Friday, February 08, 2008

Parshas Terumah 5768

דַּבֵּר אֶל-בְּנֵי יִשְׂרָאֵל, וְיִקְחוּ-לִי תְּרוּמָה: מֵאֵת כָּל-אִישׁ אֲשֶׁר יִדְּבֶנּוּ לִבּוֹ, תִּקְחוּ אֶת-תְּרוּמָתִי.
“Speak to the B'nei Yisrael and have them give Me a terumah-offering. From every man whose heart impels him to generosity shall you take My terumah-offering.”

This week’s parsha starts off by talking about the different donations given to the Mishkan. The Torah starts off by talking about a person who gives Terumah, but uses the phrase “VAYIKCHU li terumah”, literally, when you TAKE for me Terumah. If the Torah is talking about one who is GIVING terumah, why does it use the seemingly opposite word “TAKE”? The famous answer from the Beis haLevi goes something like this…

The only things that we really “own” in life are those that are eternal. Sure, we have cars, homes, fancy things – but none of these items are eternal, so our ownership of these things is limited. However, when one takes something like money, which is not eternal, and gives it to Tzedaka, the money has transformed from something fleeting into a Mitzvah – something eternal. Thus, we see that “Vayikchu li Terumah” teaches us that when we give Terumah to the Mishkan, we have transformed this money into something eternal, and therefore, while we are technically giving to the Beis haMikdash – in reality, we’re really TAKING something for ourselves…we take that transformation of the fleeting money into an eternal merit.

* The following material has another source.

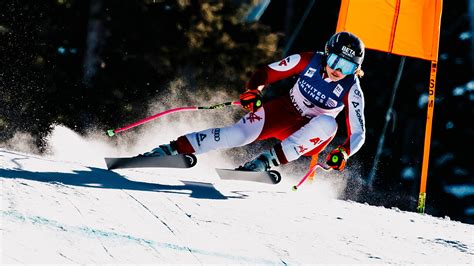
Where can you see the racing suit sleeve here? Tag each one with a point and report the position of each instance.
(287, 67)
(355, 120)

Chazal in the Medrash to Parshas Bo tell us that, “More than the money that the Ba’al haBayis gives to the poor person, the poor person gives to the Ba’al haBayis.” How is this so? Typically, in a Tzedaka situation, we view the Ba’al haBayis as the giver and the poor person as the receiver. However, in light of what we read above, we see that really these distinctions aren’t so clear; the poor person, while receiving the money, is really a “giver” in the sense that he enables the Ba’al haBayis to do a Mitzvah – and the Ba’al haBayis, while giving the money, is really a receiver in the sense that he reaps the reward and merit for his gift.

One final example where the distinctions between giver and receiver are not so clear: the Gemara in Kiddush tells us that for a marriage to be valid, the man must give the ring to a woman. However, there is one exception where the marriage can be valid if the woman gives the ring to a man: if the man is an “Adam Chashuv/important person.” The gemara explains that while it seems like the man, in this case, is receiving something and the woman giving it, that isn’t the case. If I bring a gift to the President, and he accepts it, I will get great joy out of this. So too in our case above; the woman, by giving the ring to a very important man, while technically a “giver” in that she gives the ring to the man, is, in reality, a receiver, because she gets the joy out of knowing that the very important man retains her present.

I think the lesson to be learned is an obvious, yet profound one. We see it in marriage and in friendships alike – the only time we get anything from a relationship, or from life in general, is when we give, or put work into that venture. The more work we put in to maintain these relationships and to achieve things in life, the more benefit we will receive from them. Again, while it seems that we are the “giver” in the sense that we are putting all of this work in, we learn from the second Pasuk in this week’s parsha and throughout Chazal, that the one who wants to receive anything must be a giver.